When it applies or rather when data portability does not apply:
As mentioned in the introduction the GDPR does not establish a general right to data portability for cases where the processing of personal data is not based on consent or contract. When it comes to employees’ data, the right to data portability typically applies only if the processing is based on a contract to which the data subject is a party.
For instance, in the case of HR processing, which is based on legitimate interest or are necessary for compliance with specific legal obligations in the field of employment. In practice, the right to data portability in an HR context is expected to be limited.
Finally, the right to data portability only applies if the data processing is “carried out by automated means”, and therefore does not cover (most) paper files.
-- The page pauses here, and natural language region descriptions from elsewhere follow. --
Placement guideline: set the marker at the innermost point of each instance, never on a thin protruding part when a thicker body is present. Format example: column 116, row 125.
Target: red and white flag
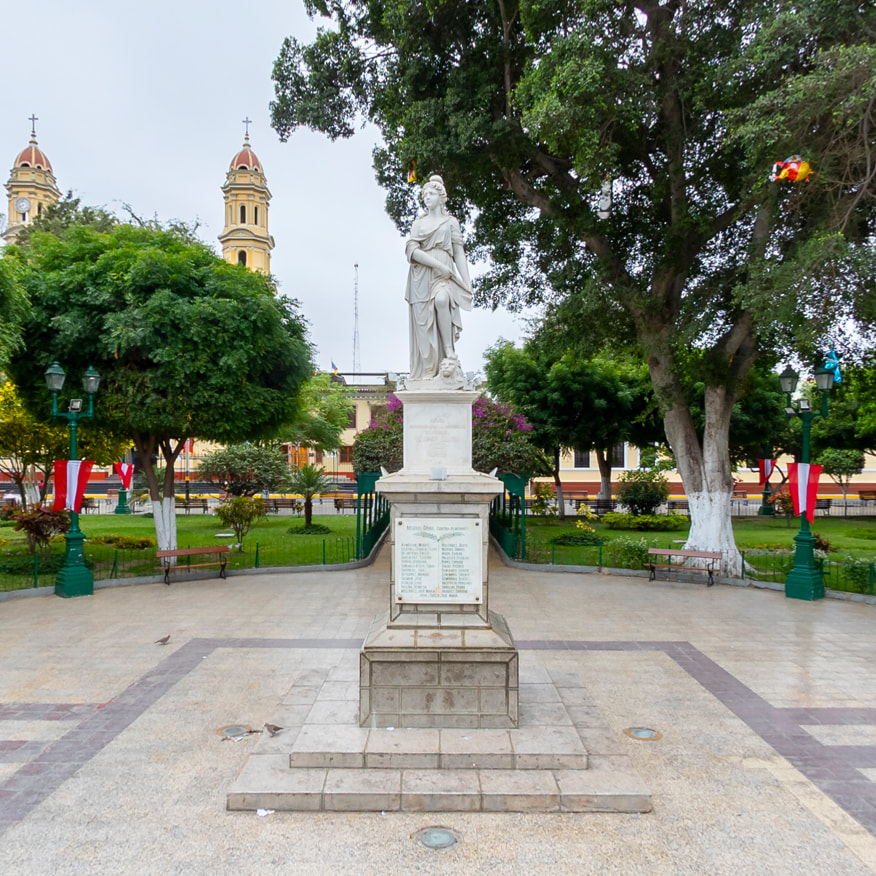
column 766, row 468
column 71, row 477
column 125, row 471
column 803, row 482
Actions for the right to data portability
Since the GDPR and more specifically Article 20 allows the direct transmission of personal data from one data controller to another, the right to data portability is important for a free flow of personal data in the EU. The WP also believes data portability will foster competition between controllers. Given the limitations of the applicability to controllers and, more importantly, the limited attention that data subjects have for their personal data, it is highly probable that the outcomes that WP29 describes are not achieved.
The GDPR is however not the only law that describes data portability. The long-contested Payment Service Directive 2 also proscribes the possibility for a natural person to request his or her data to be made available, to share the data with a different provider.
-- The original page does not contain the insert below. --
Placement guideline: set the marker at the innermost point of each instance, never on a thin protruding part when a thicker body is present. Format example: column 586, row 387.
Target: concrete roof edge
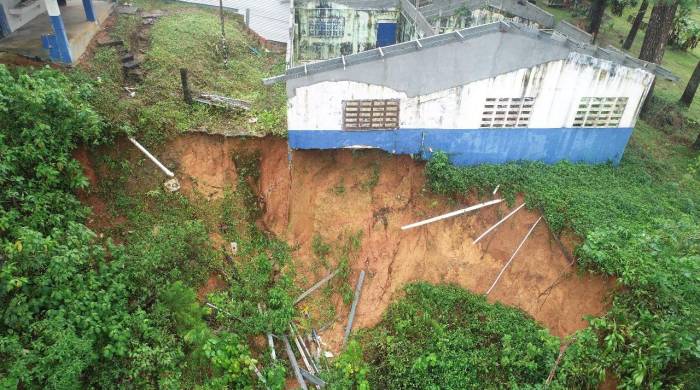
column 609, row 54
Data controllers should consider not developing the automated means that will contribute to answer data portability requests, such as download tools, but instead focus on Application Programming Interfaces. Controllers can then guarantee that personal data are transmitted in a structured, commonly used and machine-readable format, and limit their effort in case the whole idea of portability does not gain traction.
Data controllers should carefully consider if they are in a market that will trigger portability requests, i.e. do you have customers that would like their data transferred to a competitor. In addition, it makes sense to assess the effort necessary to automate versus the manual process. It does seem to be good practice to develop API’s to allow customers to access their data. This serves two of the rights of the data subject under GDPR.
Data controllers should also be aware that there is a significant risk associated with the new data portability: identity theft. The GDPR recognises that a controller cannot comply with a data portability request if it is not able to positively identify the data subject. In this regard, WP29 recommends
that controllers should implement an authentication procedure to confirm the identity of the data subject.